In Your Language

Saturday, March 15, 2014

If your ex-spouse is your key into Heaven, how would you treat them?

Photo Credit: alighthouse.com

Our relationship to each other obviously changes. But especially when children are involved, we are called to take a stance of now being a Brother or Sister in Christ. We have a role to pray for and bless the ex-spouse. Remember, God tells us to love our enemies as much as our allies. Whatever your attitude toward the dissolving of the marriage and that ex-spouse, you are called to love. If love means holding your tongue- do it. If love means keeping up a relationship with the grandparents- do it. We're called to see everyone through God's eyes despite how they treat you or your loved ones.

I'd say that divorce doesn't diminish our obligations to each other, only the rewards we get for it. During marriage we put work into the relationship and get as much or more back (ideally speaking). In divorce, we are called to honor and love the "ex" unto the Lord and unto our children (if they are the product of the marriage). It is even a higher/steeper calling because after a divorce (usually) a lot of ugliness has passed between both persons.

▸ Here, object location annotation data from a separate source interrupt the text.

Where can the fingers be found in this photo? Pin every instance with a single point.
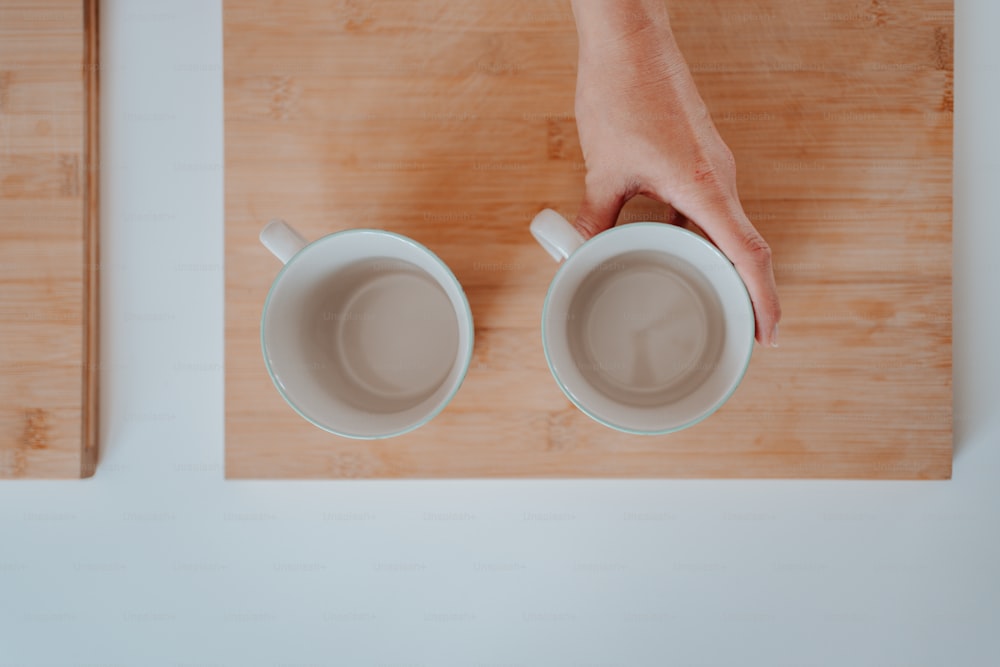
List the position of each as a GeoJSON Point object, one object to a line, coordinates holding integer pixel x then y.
{"type": "Point", "coordinates": [599, 209]}
{"type": "Point", "coordinates": [728, 227]}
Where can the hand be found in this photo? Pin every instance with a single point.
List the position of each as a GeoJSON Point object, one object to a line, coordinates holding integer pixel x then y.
{"type": "Point", "coordinates": [644, 129]}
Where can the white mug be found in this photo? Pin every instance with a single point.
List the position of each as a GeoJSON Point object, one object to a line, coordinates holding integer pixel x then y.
{"type": "Point", "coordinates": [647, 328]}
{"type": "Point", "coordinates": [365, 333]}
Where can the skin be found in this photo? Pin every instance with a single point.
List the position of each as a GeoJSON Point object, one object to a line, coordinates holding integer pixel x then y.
{"type": "Point", "coordinates": [644, 129]}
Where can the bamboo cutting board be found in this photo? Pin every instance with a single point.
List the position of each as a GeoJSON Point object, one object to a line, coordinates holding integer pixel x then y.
{"type": "Point", "coordinates": [48, 238]}
{"type": "Point", "coordinates": [452, 122]}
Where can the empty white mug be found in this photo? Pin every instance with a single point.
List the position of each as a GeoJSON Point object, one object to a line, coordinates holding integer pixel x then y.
{"type": "Point", "coordinates": [365, 333]}
{"type": "Point", "coordinates": [647, 328]}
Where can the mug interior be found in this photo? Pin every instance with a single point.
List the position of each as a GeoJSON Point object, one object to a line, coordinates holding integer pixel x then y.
{"type": "Point", "coordinates": [366, 333]}
{"type": "Point", "coordinates": [648, 328]}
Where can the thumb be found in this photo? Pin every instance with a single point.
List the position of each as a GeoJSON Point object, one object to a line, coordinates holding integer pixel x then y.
{"type": "Point", "coordinates": [598, 211]}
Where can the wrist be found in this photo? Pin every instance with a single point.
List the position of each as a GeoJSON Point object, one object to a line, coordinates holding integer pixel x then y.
{"type": "Point", "coordinates": [604, 24]}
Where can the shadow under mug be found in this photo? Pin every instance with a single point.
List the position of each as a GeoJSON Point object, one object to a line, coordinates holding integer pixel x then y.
{"type": "Point", "coordinates": [647, 328]}
{"type": "Point", "coordinates": [365, 333]}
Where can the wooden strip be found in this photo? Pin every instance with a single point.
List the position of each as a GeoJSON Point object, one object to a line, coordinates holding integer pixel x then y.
{"type": "Point", "coordinates": [48, 238]}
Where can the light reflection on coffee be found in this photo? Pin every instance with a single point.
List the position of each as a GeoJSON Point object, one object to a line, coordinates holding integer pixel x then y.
{"type": "Point", "coordinates": [645, 328]}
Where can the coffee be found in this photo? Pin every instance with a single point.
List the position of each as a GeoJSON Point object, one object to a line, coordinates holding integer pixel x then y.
{"type": "Point", "coordinates": [645, 328]}
{"type": "Point", "coordinates": [382, 334]}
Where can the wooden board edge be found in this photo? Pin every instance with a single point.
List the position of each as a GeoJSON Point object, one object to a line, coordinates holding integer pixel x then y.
{"type": "Point", "coordinates": [91, 239]}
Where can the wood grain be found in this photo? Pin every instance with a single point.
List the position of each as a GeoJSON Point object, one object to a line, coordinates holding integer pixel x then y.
{"type": "Point", "coordinates": [452, 122]}
{"type": "Point", "coordinates": [48, 238]}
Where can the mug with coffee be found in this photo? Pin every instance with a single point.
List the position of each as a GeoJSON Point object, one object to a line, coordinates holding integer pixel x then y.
{"type": "Point", "coordinates": [365, 333]}
{"type": "Point", "coordinates": [647, 328]}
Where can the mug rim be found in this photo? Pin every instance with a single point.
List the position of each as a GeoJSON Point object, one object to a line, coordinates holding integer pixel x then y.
{"type": "Point", "coordinates": [669, 228]}
{"type": "Point", "coordinates": [467, 311]}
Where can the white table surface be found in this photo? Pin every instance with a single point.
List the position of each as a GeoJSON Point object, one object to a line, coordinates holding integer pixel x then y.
{"type": "Point", "coordinates": [158, 561]}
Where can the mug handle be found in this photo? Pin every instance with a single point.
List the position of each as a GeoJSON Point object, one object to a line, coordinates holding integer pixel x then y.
{"type": "Point", "coordinates": [282, 240]}
{"type": "Point", "coordinates": [555, 233]}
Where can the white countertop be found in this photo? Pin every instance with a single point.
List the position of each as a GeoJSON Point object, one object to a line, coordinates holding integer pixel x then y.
{"type": "Point", "coordinates": [158, 561]}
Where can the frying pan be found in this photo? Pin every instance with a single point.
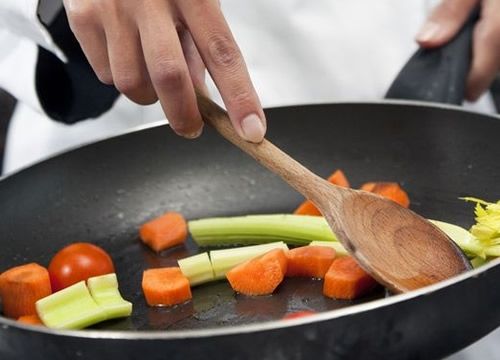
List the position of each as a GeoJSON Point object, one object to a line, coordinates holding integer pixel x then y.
{"type": "Point", "coordinates": [102, 192]}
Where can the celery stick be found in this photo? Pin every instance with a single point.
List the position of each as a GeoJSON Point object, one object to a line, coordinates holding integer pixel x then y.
{"type": "Point", "coordinates": [463, 238]}
{"type": "Point", "coordinates": [258, 229]}
{"type": "Point", "coordinates": [478, 261]}
{"type": "Point", "coordinates": [70, 308]}
{"type": "Point", "coordinates": [225, 260]}
{"type": "Point", "coordinates": [337, 246]}
{"type": "Point", "coordinates": [197, 268]}
{"type": "Point", "coordinates": [104, 290]}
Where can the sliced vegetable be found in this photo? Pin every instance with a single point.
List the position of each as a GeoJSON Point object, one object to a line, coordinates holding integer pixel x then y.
{"type": "Point", "coordinates": [464, 239]}
{"type": "Point", "coordinates": [309, 261]}
{"type": "Point", "coordinates": [225, 260]}
{"type": "Point", "coordinates": [78, 262]}
{"type": "Point", "coordinates": [104, 290]}
{"type": "Point", "coordinates": [389, 190]}
{"type": "Point", "coordinates": [70, 308]}
{"type": "Point", "coordinates": [30, 319]}
{"type": "Point", "coordinates": [165, 286]}
{"type": "Point", "coordinates": [298, 314]}
{"type": "Point", "coordinates": [346, 280]}
{"type": "Point", "coordinates": [487, 228]}
{"type": "Point", "coordinates": [337, 246]}
{"type": "Point", "coordinates": [164, 232]}
{"type": "Point", "coordinates": [21, 287]}
{"type": "Point", "coordinates": [308, 208]}
{"type": "Point", "coordinates": [477, 262]}
{"type": "Point", "coordinates": [198, 269]}
{"type": "Point", "coordinates": [259, 276]}
{"type": "Point", "coordinates": [258, 229]}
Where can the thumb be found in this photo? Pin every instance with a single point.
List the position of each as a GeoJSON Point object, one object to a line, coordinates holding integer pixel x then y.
{"type": "Point", "coordinates": [444, 22]}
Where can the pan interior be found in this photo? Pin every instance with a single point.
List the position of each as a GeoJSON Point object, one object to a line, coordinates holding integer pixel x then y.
{"type": "Point", "coordinates": [101, 193]}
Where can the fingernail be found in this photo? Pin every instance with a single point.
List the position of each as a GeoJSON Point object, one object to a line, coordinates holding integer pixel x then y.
{"type": "Point", "coordinates": [428, 32]}
{"type": "Point", "coordinates": [195, 134]}
{"type": "Point", "coordinates": [253, 128]}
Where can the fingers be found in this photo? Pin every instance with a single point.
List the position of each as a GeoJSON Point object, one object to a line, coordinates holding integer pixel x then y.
{"type": "Point", "coordinates": [126, 59]}
{"type": "Point", "coordinates": [90, 34]}
{"type": "Point", "coordinates": [168, 70]}
{"type": "Point", "coordinates": [485, 50]}
{"type": "Point", "coordinates": [225, 63]}
{"type": "Point", "coordinates": [194, 61]}
{"type": "Point", "coordinates": [444, 22]}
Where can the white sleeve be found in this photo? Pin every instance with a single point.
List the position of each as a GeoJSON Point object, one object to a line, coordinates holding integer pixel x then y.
{"type": "Point", "coordinates": [21, 18]}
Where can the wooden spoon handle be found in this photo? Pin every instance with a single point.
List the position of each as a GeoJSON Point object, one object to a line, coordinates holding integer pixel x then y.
{"type": "Point", "coordinates": [267, 154]}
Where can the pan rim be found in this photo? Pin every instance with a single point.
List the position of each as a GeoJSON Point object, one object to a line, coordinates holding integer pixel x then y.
{"type": "Point", "coordinates": [6, 323]}
{"type": "Point", "coordinates": [164, 122]}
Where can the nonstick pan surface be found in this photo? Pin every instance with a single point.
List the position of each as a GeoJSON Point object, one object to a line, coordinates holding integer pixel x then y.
{"type": "Point", "coordinates": [102, 192]}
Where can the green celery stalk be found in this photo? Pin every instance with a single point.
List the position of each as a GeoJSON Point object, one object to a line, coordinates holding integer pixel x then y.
{"type": "Point", "coordinates": [258, 229]}
{"type": "Point", "coordinates": [337, 246]}
{"type": "Point", "coordinates": [70, 308]}
{"type": "Point", "coordinates": [198, 269]}
{"type": "Point", "coordinates": [463, 238]}
{"type": "Point", "coordinates": [225, 260]}
{"type": "Point", "coordinates": [478, 261]}
{"type": "Point", "coordinates": [104, 290]}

Try to conceptualize it in the sense that if you hurt your ex, you are also hurting your child. By extension, for the believers in the Lord, we are also hurting HIS child and his child's child. Divorce calls for more of our resources of love, grace, forgiveness and temperance. Many parts of a divorced relationship requires good things done without regard to reciprocation. It's hard enough to love the ones who are love-ly, but now we are called to love the more un-lovely in comparison.

When we have a bad relationship with the ex, we are more likely to have a strained relationship with our custodial children even if we have them 99% of the time. Angry exes are more likely to get in the way of relationship with the other ex's side of the family out of that negative fuel. That hurts the child in the long run. Those relationships (whether or not they slander the ex) are blessings to the children. If anything should happen to us, God forbid- the family has to take our place.

In my position as an ex-spouse, I feel the yanking of God on my heart but also my ex-spouse on my parental conscience. I'm called to guard my heart from the negativity and unresolved disputes for the good of the family system. I'm called to turn the other cheek. I'm called to swallow misunderstood gestures and motivations. In many ways, it's harder to be divorced than to be married.

Add on being remarried, it's like being beholding to an extra person. I have the position of filtering outside negativity as I tend to parenting matters with regards to the ex. It is so much MORE complicated that just putting in the effort of learning how to make the first marriage work. In God's mercy, I don't have my parents active in my life to be beholding to with "Grandparenting rights" and in-law complications.

The best way I can describe divorced, co-parenting and remarried life is that the present marriage is my master piece and my divorced relationship is a ministry. Ministry is a relationship that is many times uni-directional but equally fulfilling. It's a sacrificial and community (web of family, his/hers/ours) driven pursuit. It's deciding to do the right thing BECAUSE it's the right thing. It's ignoring blows and faults. It's the manifestation of what God calls us to do when he says "love your enemies." But hopefully, we/you have not made enemies with ex-spouses.

Do your best to rebound to positive feelings. Of course, the immediate aftermath can be ugly. But with time and best intentions, things will smooth out. Sometimes divorced interactions can be more civil than the married ones. We can work out this new complicated family landscape to the Glory of God. IN DIVORCE, Christians can redeem themselves to show they are living under God's direction.

The best plan, is to plan for conflict and misunderstandings. Decide ahead of time that you will let those things go. Your children will thank you for it. But most of all, God Almighty will give you eternal rewards and peace with him in Heaven.

Let me end where I started: if your ex-spouse was your key into Heaven, how would you treat future interactions?